I was offered two different positions will well known companies in the Orlando area, which is where I use to live. My little brother is still there, as well as, my beautiful tribe of women. I also have a niece on the way so taking either position would have made it possible for me to see her all the time. It was a done deal, right? I had two concrete offers sitting on the table, which meant I could move back to Orlando with all my friends in an environment I was already comfortable, I would have income coming in right away, and life would be great, right?

No! I hate Orlando. It’s flat, hot, and uninteresting. I lived there for 8 years and couldn’t get out of there fast enough. I absolutely love Atlanta and didn’t want to leave. My heart would fill  with an incredible sadness every time I thought about moving.
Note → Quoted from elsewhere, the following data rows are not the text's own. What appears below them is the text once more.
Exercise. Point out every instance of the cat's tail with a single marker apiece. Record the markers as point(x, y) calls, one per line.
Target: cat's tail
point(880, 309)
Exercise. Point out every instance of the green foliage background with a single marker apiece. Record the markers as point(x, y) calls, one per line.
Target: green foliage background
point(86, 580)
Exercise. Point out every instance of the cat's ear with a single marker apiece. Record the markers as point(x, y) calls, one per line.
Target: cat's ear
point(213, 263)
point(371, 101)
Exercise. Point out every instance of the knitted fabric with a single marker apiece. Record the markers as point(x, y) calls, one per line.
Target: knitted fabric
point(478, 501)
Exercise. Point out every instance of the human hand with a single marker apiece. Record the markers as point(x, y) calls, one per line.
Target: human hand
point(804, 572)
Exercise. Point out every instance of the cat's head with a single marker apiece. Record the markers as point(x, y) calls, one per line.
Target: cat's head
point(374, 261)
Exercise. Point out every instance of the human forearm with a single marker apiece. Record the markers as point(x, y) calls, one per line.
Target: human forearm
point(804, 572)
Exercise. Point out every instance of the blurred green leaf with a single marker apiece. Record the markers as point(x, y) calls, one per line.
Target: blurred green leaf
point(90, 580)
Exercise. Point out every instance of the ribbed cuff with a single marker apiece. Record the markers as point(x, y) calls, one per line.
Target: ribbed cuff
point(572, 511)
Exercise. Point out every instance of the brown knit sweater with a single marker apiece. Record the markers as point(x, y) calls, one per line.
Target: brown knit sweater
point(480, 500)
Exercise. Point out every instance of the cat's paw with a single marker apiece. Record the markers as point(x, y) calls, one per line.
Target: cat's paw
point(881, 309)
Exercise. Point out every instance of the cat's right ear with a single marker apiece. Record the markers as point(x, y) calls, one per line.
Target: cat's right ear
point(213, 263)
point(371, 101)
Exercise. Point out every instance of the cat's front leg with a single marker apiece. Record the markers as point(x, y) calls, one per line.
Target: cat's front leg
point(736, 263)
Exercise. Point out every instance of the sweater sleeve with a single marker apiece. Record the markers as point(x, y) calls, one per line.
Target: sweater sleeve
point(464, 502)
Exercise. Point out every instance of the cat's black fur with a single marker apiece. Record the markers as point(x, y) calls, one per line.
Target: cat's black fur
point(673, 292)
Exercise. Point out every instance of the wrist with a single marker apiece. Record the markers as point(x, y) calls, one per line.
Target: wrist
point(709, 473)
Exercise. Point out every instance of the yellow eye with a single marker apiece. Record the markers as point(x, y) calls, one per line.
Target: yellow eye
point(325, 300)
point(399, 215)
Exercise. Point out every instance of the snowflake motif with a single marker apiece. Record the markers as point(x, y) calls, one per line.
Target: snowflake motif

My life was in Atlanta…my yoga studio and teachers…my spiritual network…my homeopathic doctors… my energy healer. Why would I even think about leaving? I’ll tell you why. I was scared…scared of not finding a job in Atlanta and making it financially.

I wasn’t trusting myself or the divine powers to be. The only reason I was even thinking about moving to Orlando was because it was immediate income and it was easy. You should never make a decision based out of fear or because it’s the easy thing to do. If you are, you are making the decision for the wrong reasons.  Once I stopped and asked myself, “What would you do if you could do absolutely anything you wanted and there was nothing stopping you,” I knew. I would write and teach yoga.

So there it was…the moment of truth. I turned down both jobs and then verbally stated to the Universe that I was going to stay in Atlanta, teach yoga, write in my blog, and I wasn’t going to starve doing it. I was being called to bring yoga to corporate, as I witnessed firsthand the stress people faced on a day-to-day basis and I saw the beautiful gifts yoga brought to employees in the work place. I knew in my heart it was what I was suppose to be doing so I had to trust, let go, and go for it. As soon as I made the decision and I mean AS SOON AS I made the decision, my whole life turned around.

I’ve never been more clear about anything in my whole life. It’s time for me to do what I love and love what I do. There’s no better feeling in the world than to have clarity on something as overwhelming as trying to figure out what you want to do with your life. Mental barriers are hard to get through, but when you do, it’s like a bolt of lightening comes out of the sky and fills you with a sense of knowing that is clear as day. It’s as if someone lifted the veil and you can finally see…FINALLY! It’s empowering and livens you in a way I can’t even begin to describe. I’m here to tell you if you follow your dreams and you make conscious decisions that contribute to your overall well being, the universe will support you 100%.

Do not let fear stop you from doing something you love. Open your heart and follow your dream. I promise you it’s possible. You have to honor yourself first and foremost. The universe can’t help you if you can’t help yourself and sometimes you have to dig through the sludge to get to where you’re going, but once you get there, you would trudge through it again 10 times over if you knew the end result was the same…it feels that good!